Marie kann nicht schlafen

Die kleine Sonnenblume

Das Würmchen

Die Apfelernte

Der Schmetterling

Die vier Haufen

Im Herbstwald

Ein Sonntagsessen

Der Martinimarkt

Das Geheimnis

Der Nachtwächter

Das Sternenkleid

Weihnachten im Stall

Das erste Glöckchen

Schalk, wach’ uff

Ein Frühlingsstrauß

Des Entendiebs roter Schwanz

Für meine Tochter Samira

Marie kann nicht schlafen

Nun musste Marie nur noch ein einziges Mal schlafen, dann war ihr erster Schultag gekommen. Doch an diesem Abend konnte sie nicht einschlafen. Sie dachte an das Klassenzimmer, in dem sie schon vor einigen Wochen zur Einschulung gewesen war. Und daran, wie stolz sie darauf war, dass sie alle Bilder an der Tafel sogleich erkannt hatte: den Stuhl, die Leiter, das Marienkäferchen, das ja schließlich ihren Namen trug, und – die Teekanne. Diese Kanne war besonders schön anzusehen, denn sie war mit roten und gelben Tulpen verziert, die nach oben beinahe bis zum Deckel und nach unten bis zum Boden reichten. Marie dachte auch an die anderen Kinder, die sie noch nicht kennengelernt hatte. Besonders die „Großen“, aus den oberen Klassen, beunruhigten sie sehr. Waren sie nett? Oder würden sie die Erstklässler ärgern?

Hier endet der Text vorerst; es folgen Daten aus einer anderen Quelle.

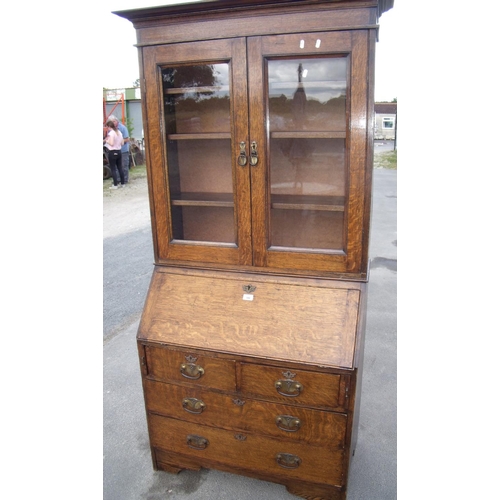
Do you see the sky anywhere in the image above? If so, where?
[99,0,401,101]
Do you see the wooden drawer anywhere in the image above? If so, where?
[241,363,346,409]
[144,380,347,449]
[149,414,344,486]
[145,345,236,391]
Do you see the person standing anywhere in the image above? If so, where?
[104,119,125,189]
[108,115,130,184]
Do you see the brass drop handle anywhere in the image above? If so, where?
[276,453,302,469]
[182,398,206,415]
[275,415,302,432]
[274,380,304,397]
[250,141,259,167]
[181,363,205,380]
[238,141,247,167]
[186,434,209,450]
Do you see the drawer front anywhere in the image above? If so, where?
[144,380,347,449]
[145,345,236,391]
[149,415,344,486]
[241,363,346,409]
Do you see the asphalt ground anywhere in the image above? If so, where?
[103,163,397,500]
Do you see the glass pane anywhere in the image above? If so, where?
[267,57,347,250]
[162,63,236,243]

Die Großmutter, bei der Marie wohnte, seit ihre Eltern im letzten Frühjahr gestorben waren, lugte nochmals leise durch den Spalt der angelehnten Kinderzimmertür, um zu sehen, ob Marie denn schon schliefe. Doch was musste sie entdecken: Marie war immer noch wach – und das um halb zehn!

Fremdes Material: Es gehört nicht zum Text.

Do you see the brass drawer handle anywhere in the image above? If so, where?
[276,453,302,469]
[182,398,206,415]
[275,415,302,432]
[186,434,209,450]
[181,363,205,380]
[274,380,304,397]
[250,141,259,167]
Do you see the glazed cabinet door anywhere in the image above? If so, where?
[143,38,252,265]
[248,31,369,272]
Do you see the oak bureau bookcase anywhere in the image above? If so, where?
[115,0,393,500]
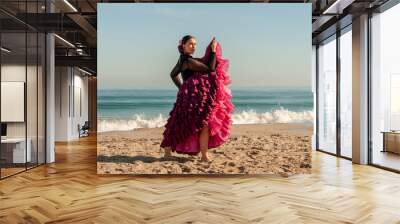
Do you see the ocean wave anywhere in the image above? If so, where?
[97,108,314,132]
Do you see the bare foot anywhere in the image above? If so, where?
[200,154,212,162]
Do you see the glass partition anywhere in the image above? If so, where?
[318,35,336,153]
[339,26,353,158]
[370,4,400,170]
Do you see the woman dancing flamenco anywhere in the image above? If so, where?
[160,35,234,161]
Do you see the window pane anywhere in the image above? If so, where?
[340,30,352,158]
[318,37,336,153]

„Aber Marie, was hast du denn? Kannst du nicht schlafen, mein kleiner Schatz?“, fragte sie besorgt.

Großmutter wurde nie richtig ärgerlich oder gar böse. Immerzu war sie lieb, nicht nur Marie gegenüber. Sie hatte eigentlich alle Kinder lieb, besonders diejenigen, die Marie besuchten. Und weil sie alle lieb hatte, konnte sie auch nicht wirklich böse werden.

„Warum kannst du denn nicht schlafen?“, fragte die Großmutter nochmals.

„Ich hab ein wenig Angst! Vor der Schule und all den fremden und großen Kindern. Und ich weiß auch nicht, wann morgen die Schule aus ist und ob du mich rechtzeitig wieder abholst und ob ich alles im meinem Schulranzen habe, was ich brauche, und neben wem ich sitzen werde, das weiß ich auch nicht, und was dann in der Pause alles sein wird, da sind doch so große Kinder, die wollen mich vielleicht ärgern und wer hilft mir dann, wenn du nicht da bist?“, Marie musste jetzt tief Luft holen.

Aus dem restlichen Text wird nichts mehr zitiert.